En 2020, des chercheurs de l’hôpital universitaire de Bonn (Allemagne) ont montré qu’une consommation quotidienne excessive de sel pendant une semaine inhibait l’action des granulocytes neutrophiles, des cellules qui attaquent les bactéries. De même, la consommation excessive d’alcool (plus de 10 verres par semaine) réduit la production de cytokines – des molécules qui déclenchent les réactions immunitaires – et affecte le microbiote en favorisant l’inflammation et l’hyperperméabilité intestinales. Idem pour le sucre qui, en excès, entraîne une perte de lymphocyte 17, des cellules de défense contre les pathogènes retrouvées au niveau de la barrière intestinale.

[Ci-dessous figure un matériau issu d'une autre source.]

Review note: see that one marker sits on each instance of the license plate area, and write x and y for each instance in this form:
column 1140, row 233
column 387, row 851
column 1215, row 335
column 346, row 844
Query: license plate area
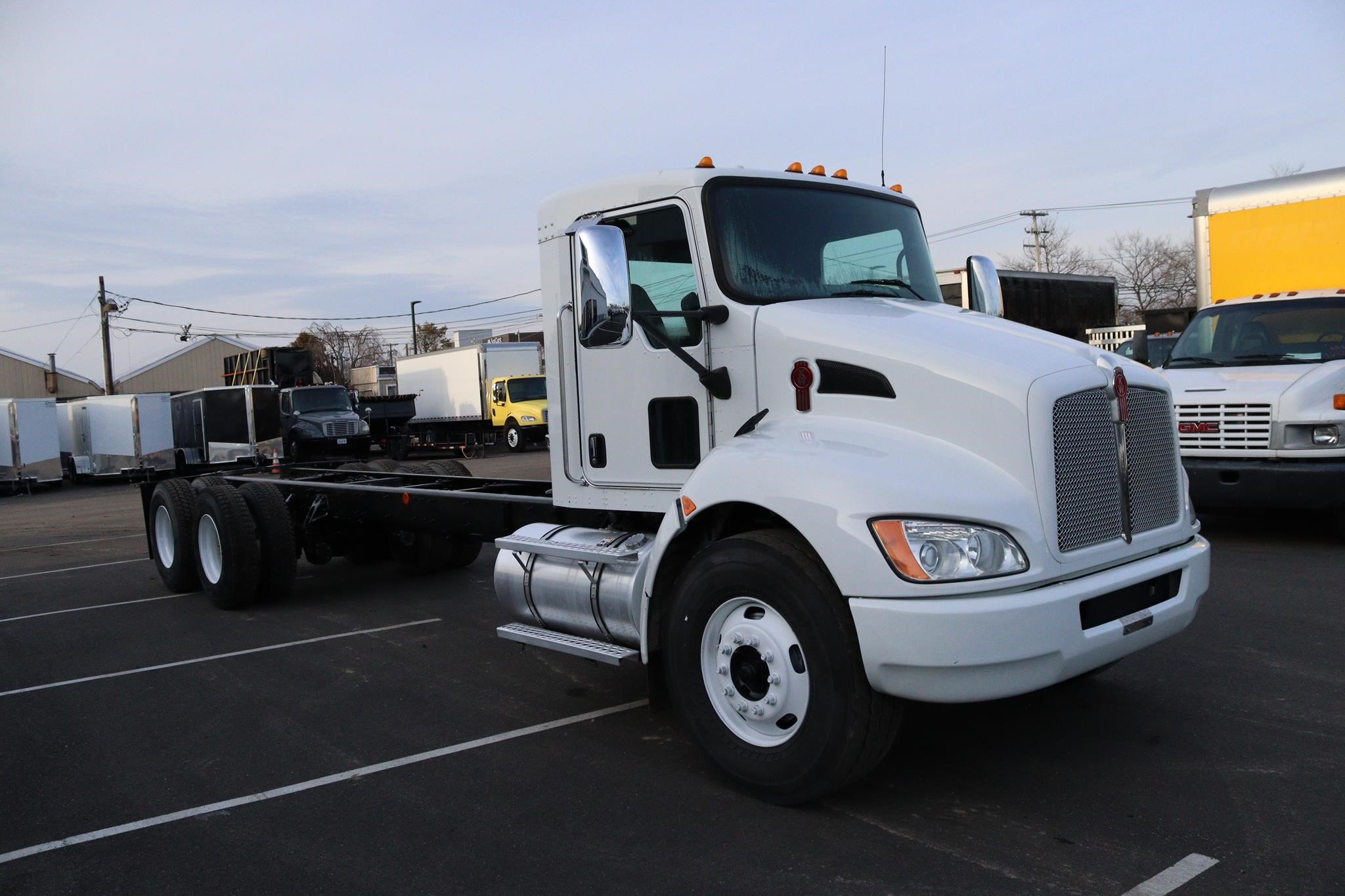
column 1129, row 602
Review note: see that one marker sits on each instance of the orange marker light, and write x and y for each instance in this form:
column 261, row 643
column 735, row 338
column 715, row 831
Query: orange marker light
column 892, row 536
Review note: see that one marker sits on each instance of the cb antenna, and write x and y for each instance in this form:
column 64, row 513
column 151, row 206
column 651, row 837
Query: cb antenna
column 883, row 136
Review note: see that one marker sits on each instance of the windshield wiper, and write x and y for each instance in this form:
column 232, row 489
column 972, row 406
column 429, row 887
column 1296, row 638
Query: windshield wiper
column 893, row 281
column 1197, row 360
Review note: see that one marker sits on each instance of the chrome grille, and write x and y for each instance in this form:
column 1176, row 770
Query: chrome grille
column 1087, row 477
column 1241, row 426
column 1155, row 485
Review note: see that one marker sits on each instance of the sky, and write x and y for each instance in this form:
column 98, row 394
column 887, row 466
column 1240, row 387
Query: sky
column 345, row 159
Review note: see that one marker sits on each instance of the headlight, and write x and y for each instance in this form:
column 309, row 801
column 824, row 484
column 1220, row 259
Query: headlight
column 934, row 551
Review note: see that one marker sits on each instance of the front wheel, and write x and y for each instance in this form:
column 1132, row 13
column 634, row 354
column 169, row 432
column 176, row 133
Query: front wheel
column 764, row 668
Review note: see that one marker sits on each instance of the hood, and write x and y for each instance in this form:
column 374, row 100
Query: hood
column 1258, row 385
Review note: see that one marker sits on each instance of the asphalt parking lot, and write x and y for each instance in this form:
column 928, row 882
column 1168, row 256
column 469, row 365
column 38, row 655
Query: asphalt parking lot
column 152, row 743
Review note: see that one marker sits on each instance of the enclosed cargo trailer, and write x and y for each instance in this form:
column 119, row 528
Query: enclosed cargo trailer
column 227, row 423
column 30, row 442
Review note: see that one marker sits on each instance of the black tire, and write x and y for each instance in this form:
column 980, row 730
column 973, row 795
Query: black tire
column 229, row 572
column 847, row 727
column 514, row 440
column 275, row 539
column 449, row 468
column 177, row 558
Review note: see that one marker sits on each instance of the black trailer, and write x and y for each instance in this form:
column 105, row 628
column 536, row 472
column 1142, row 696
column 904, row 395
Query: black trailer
column 237, row 534
column 227, row 423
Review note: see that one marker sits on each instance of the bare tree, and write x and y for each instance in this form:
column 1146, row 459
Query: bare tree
column 338, row 350
column 1059, row 254
column 432, row 337
column 1152, row 272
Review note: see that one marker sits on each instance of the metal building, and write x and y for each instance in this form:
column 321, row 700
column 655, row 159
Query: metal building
column 23, row 377
column 200, row 364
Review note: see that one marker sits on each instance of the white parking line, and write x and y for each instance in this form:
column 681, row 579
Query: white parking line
column 97, row 606
column 92, row 566
column 314, row 782
column 57, row 544
column 217, row 656
column 1166, row 880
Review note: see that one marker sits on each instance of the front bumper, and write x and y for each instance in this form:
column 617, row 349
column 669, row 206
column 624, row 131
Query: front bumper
column 967, row 649
column 1300, row 485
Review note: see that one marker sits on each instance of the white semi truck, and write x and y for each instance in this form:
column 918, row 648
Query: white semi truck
column 786, row 477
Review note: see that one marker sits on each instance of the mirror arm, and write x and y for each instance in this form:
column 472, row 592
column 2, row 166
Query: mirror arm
column 716, row 381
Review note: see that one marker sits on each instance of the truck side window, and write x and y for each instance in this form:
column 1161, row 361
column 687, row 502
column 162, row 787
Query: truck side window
column 662, row 272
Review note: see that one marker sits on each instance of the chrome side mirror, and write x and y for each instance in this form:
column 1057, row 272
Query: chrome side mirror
column 984, row 286
column 604, row 300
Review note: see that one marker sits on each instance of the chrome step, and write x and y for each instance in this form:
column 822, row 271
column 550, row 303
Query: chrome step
column 568, row 550
column 573, row 645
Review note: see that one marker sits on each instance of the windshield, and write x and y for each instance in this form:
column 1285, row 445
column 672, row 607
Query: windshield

Les effets à long terme du tabagisme

Tabac et immunité ne font décidément pas bon ménage. Ainsi, même chez un ancien fumeur, le système immunitaire présente des signes de perturbations et ce jusqu’à quinze ans après l’arrêt. Tel est l’un des enseignements d’une étude française publiée dans la revue Nature en 2024, qui démontre pour la première fois que fumer affecte durablement le système immunitaire.

Menée par l’Institut Pasteur sur des échantillons sanguins de 1000 volontaires âgés de 20 à 70 ans, elle met en évidence un double effet du tabagisme, l’un à court terme sur les réponses immunitaires dites innées (les mécanismes de défense), et un autre à long terme, sur celles dites adaptatives, élaborées au cours du temps en fonction des contacts avec les microbes. Selon les chercheurs, ces résultats auraient aussi des implications cliniques potentielles sur le risque de développer des infections, des cancers ou des maladies auto-immunes.